The team carried out their research using the 13-ID-D beamline at the Argonne Advanced Photon Source. Beamline 13-ID-D is operated by the GeoSoilEnviro group of the University of Chicago’s Center for Advanced Radiation Sources (GSECARS).
In an article published in the journal Science, the team notes that it has produced the first experimental proof that superconductivity can occur in hydrogen compounds known as molecular hydrides.
The Max Planck Institute group discovered superconductivity in the hydrogen compound silane and solved its structure, while the University of Saskatchewan group provided theoretical support of stoichiometry of the studied samples, by calculating of the Raman spectra.
“Our research in this area is aimed at improving the critical temperature for superconductivity so that new superconductors can be operated at higher temperatures.
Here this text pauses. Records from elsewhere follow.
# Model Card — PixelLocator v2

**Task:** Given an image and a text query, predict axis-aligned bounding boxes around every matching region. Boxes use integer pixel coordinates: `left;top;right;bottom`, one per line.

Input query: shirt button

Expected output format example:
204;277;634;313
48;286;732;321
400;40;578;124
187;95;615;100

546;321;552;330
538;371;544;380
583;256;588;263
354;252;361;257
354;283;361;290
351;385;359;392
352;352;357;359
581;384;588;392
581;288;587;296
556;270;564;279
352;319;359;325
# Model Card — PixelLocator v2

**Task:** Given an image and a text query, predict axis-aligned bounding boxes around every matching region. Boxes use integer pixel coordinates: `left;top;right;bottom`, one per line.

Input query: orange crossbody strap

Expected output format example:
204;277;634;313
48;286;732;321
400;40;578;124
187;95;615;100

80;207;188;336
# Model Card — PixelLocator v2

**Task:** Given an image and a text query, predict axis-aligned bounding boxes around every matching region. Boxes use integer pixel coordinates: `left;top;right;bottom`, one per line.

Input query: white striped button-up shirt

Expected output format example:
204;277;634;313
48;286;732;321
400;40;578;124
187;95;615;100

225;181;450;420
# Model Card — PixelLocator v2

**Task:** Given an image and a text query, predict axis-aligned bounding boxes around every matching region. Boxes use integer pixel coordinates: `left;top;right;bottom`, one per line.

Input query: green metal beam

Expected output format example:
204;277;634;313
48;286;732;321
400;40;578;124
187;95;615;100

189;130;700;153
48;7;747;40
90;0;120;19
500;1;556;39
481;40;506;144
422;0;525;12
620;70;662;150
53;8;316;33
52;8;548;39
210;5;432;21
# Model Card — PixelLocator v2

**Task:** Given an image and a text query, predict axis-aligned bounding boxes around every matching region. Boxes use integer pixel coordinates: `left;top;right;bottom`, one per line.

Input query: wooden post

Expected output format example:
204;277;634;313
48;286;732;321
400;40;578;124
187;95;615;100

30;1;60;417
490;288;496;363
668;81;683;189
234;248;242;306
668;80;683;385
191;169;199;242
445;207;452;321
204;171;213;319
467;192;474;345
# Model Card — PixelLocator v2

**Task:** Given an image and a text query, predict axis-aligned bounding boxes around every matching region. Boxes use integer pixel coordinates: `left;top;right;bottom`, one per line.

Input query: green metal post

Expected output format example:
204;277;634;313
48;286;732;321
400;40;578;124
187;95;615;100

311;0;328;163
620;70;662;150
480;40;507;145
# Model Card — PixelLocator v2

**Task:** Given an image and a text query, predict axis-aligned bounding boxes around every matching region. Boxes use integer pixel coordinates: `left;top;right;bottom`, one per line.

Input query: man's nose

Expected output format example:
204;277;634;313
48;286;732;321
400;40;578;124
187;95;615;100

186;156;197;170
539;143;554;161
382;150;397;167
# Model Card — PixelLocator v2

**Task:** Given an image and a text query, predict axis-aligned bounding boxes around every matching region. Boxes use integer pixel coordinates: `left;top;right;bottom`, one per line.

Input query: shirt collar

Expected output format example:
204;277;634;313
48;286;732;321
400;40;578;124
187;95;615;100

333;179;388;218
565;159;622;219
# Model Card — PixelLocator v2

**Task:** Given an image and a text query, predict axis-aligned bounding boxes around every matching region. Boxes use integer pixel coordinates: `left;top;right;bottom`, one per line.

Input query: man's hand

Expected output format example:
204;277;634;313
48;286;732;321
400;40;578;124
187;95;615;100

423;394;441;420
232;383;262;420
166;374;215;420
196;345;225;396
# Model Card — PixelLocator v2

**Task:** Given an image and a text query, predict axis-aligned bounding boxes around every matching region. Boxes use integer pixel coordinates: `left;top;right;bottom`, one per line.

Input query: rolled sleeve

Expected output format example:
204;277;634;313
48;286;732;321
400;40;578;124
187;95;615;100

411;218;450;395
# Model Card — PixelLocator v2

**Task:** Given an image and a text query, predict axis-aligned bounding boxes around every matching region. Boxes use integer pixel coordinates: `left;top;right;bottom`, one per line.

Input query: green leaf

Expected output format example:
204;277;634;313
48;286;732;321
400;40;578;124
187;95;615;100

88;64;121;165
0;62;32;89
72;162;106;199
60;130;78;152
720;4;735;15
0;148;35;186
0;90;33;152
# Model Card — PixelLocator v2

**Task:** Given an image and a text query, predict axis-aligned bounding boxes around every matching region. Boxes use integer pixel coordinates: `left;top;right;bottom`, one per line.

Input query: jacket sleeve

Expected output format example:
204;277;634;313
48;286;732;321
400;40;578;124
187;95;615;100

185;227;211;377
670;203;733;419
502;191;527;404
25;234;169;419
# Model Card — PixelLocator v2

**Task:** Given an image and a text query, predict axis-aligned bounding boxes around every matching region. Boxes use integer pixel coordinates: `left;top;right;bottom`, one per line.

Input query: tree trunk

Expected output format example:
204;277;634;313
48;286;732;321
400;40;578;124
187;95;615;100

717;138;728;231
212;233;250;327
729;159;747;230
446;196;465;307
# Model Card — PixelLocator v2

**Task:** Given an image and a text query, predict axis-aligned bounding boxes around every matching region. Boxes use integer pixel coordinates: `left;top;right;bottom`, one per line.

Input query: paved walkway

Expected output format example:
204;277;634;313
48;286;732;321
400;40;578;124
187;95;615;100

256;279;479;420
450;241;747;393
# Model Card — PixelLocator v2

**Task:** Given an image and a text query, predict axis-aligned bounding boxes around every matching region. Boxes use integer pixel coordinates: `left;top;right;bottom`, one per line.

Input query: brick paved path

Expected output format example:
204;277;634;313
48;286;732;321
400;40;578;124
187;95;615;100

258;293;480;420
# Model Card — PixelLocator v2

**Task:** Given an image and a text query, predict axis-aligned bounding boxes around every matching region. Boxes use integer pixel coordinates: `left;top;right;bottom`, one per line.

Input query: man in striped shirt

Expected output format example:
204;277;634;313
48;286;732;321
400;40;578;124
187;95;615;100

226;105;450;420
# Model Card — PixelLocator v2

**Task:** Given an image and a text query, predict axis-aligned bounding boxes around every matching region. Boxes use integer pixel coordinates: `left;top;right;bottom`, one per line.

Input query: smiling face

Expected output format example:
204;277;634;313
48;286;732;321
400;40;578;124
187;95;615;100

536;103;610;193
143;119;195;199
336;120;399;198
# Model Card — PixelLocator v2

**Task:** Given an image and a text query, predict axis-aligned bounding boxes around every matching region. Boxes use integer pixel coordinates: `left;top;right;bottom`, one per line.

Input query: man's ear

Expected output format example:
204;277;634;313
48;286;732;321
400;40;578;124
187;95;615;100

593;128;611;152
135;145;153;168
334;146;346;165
We showed that if you put hydrogen in a molecular compound and apply high pressure above one million atmospheres, you can get superconductivity. Validation of this hypothesis and understanding of the mechanism are initial steps for design of better superconducting materials,” say the authors.
It has long been hypothesized that hydrogen, the simplest of the elements, may have superconductive properties if it is compressed into a very dense solid form. Though many researchers have tried using pure hydrogen, they have not been able to achieve the necessary hydrogen density because very high static pressures are required. Instead of using pure hydrogen, the authors compressed hydrogen-rich molecules (hydrides). They were able to reach the necessary density of hydrogen at much lower pressure than with pure hydrogen due to “chemical precompression” of hydrogen by silicon atoms proposed by Prof. N. Ashcroft. This achievement will lead to greater understanding on the fundamental nature of superconductivity.